Bilmiyor ki o askerde şehit olan yağız delikanlıların ölmek gibi bir meziyetleri olduğunu, hem de gözünü kırpmadan ölmeye gönüllü olduğunu. Evet, askerlerimiz bizim gözümüzün nuru, hele ki iki evladını çakı gibi asker yapmış bir anne olarak, bunu gururla göğsüm kabararak söyleme hakkına da sahibim. Kendi kazançları üzerinden değerlendirirsek, onlar için bir ayakkabı, bir çanta parası karşılığında paralı askerlikle çocuklarını kayıranlara asla saygı duymadım, duymayacağımda. Vatansa hepimizin vatanı olmalı, hepimiz taşın altına elimizi koymalıyız, birilerinin üzerinden hele ki şerefine nail olmadıkları bir görev üzerinden şov yapmak kimsenin haddine olmamalıdır.
Kendilerini iktidarın gölgesine sığındıranlar unutmasınlar ki bu ülke bizim hepimizin, ülkeyi yönetenlerde bizim. Yakınında, burnunun dibinde olunca özel olunmuyor, öyle zannediyorsanız bilemem.. Asker üniformasını çok kıymetlidir çok. Biz cephede savaşan bir komutanın ve o komutanın yanında aynı cephede gazi olan dedenin torunlarıyız. Benim için ülkemin başında kim varsa değerlidir kıymetlidir, tarafında olurum olmam burası ayrı.
Bu bir bayrak teslimidir siyasi görüşü ideolojisi ne olursa olsun, bu vatanın benim, bizim, hepimizin olduğu gerçeğini değiştirmez. Kaldı ki bir savaş gazisi askerin torunu olarak, bayrağımla askerimle gurur duyma hissini damarlarımda ki kana aşılayan bir askerin torunuyum. Kurtuluş savaşı dedelerimin alnının akıdır. Gerçek bir savaş gazisinin torunu olmaktan gurur duydum, dedemden dinledim savaşı adım adım Atayı soluk soluk . Gerçek bir askeri yıllar öncesinden tanıdık bu yüzden biliriz değerini kıymetini.
Ekranlarda hafta sonu tatili gibi seyahatlerini anlatanlar görüyorum ki gidip gelmenize rağmen idrak edememişsiniz.
Nabza göre şerbet vermedim, pusulamı şaşırmadım, göze girmek, kaymağını yemek için dönmedim kıblemden. Vatan, bayrak ve toprak hepimizin, aynı sorumlulukta aynı cesaretle aynı bilinçle taşın altına koymalıyız yüreğimizi! O halde askerlikten kayırmayacaksınız ne kendinizi ne çocuğunuzu. Bedelini ödediğinizi zannettiğiniz askerlik, canı pahasına cepheye gidenlerle olur, sadaka verircesine yine vatandaşın üzerinden kazandığınız paralarla değil. Asker iktidarın muhalefetin( A )partisinin (B) partisinin askeri değildir, asker bu ülkenin askeri ve evladıdır. Ona sahip çıkmak ise boynumuzun borcudur.
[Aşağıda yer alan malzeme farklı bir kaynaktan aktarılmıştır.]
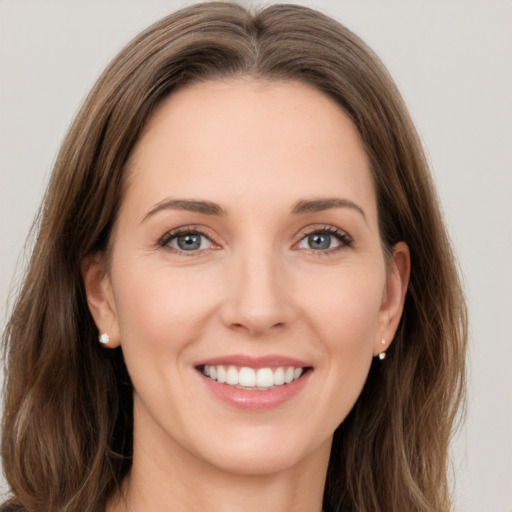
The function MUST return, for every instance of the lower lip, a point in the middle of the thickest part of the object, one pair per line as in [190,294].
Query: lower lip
[256,400]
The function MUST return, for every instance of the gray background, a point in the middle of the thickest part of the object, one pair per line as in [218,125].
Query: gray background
[452,60]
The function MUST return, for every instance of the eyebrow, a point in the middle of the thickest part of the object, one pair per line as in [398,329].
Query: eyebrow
[318,205]
[204,207]
[210,208]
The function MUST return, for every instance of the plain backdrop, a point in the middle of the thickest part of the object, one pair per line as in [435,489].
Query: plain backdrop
[452,60]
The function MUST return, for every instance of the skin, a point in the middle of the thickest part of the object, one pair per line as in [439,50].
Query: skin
[256,286]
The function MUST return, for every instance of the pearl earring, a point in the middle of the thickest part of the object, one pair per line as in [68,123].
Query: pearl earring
[104,338]
[382,355]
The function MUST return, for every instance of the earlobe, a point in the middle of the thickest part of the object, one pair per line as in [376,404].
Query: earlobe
[393,299]
[100,299]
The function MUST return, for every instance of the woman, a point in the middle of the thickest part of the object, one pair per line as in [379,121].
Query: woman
[242,295]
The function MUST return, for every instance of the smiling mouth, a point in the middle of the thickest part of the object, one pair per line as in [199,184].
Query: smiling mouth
[251,378]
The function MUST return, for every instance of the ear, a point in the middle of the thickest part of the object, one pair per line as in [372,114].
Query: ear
[100,299]
[393,298]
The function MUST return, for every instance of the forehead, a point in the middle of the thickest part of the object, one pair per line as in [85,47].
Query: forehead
[248,136]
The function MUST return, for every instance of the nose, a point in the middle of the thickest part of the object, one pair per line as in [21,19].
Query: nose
[259,296]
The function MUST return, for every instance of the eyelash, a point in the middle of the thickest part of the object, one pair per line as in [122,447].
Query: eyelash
[342,236]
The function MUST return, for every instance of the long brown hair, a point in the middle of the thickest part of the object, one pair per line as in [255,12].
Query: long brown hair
[67,435]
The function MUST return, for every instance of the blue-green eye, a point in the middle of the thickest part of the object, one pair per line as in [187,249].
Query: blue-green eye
[324,240]
[188,241]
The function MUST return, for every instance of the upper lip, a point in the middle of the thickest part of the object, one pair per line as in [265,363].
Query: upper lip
[267,361]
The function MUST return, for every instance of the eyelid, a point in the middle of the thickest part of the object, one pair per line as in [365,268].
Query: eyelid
[345,239]
[172,234]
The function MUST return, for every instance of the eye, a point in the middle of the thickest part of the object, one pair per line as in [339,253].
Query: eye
[325,239]
[187,240]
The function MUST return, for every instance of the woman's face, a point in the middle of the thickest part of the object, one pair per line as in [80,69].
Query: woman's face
[247,248]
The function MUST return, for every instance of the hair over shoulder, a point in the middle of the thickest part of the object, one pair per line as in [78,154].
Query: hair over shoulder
[67,425]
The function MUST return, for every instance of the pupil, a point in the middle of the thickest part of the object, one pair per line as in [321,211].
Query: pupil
[189,242]
[319,241]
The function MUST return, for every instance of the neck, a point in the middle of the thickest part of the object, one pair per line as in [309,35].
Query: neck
[190,484]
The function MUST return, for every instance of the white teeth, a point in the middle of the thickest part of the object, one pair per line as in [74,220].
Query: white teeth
[279,377]
[232,376]
[247,377]
[264,378]
[288,375]
[250,378]
[221,374]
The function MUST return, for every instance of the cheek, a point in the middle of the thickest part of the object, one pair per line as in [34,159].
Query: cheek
[345,309]
[156,306]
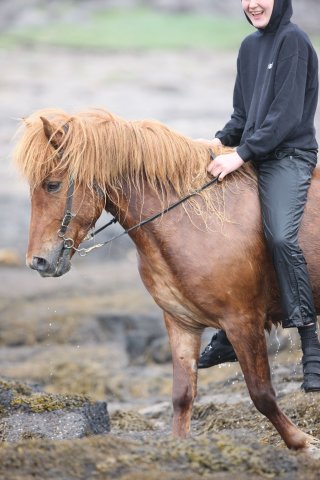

Yine olsa yine giderim, on canım olsa hepsini feda ederim diyen yüreklerin vebalini taşımak kolay değildir.
Askere moral verebildiler mi bilmiyorum ama benim gibi annelerin, asker annelerinin moralini bozdular tebrik ediyorum kendilerini, gezi amacına ulaşmış. Islatıp ıslatıp malzeme yaparsınız artık ekstralarınıza da kapı açar. Malum burun  farkıyla öndesiniz.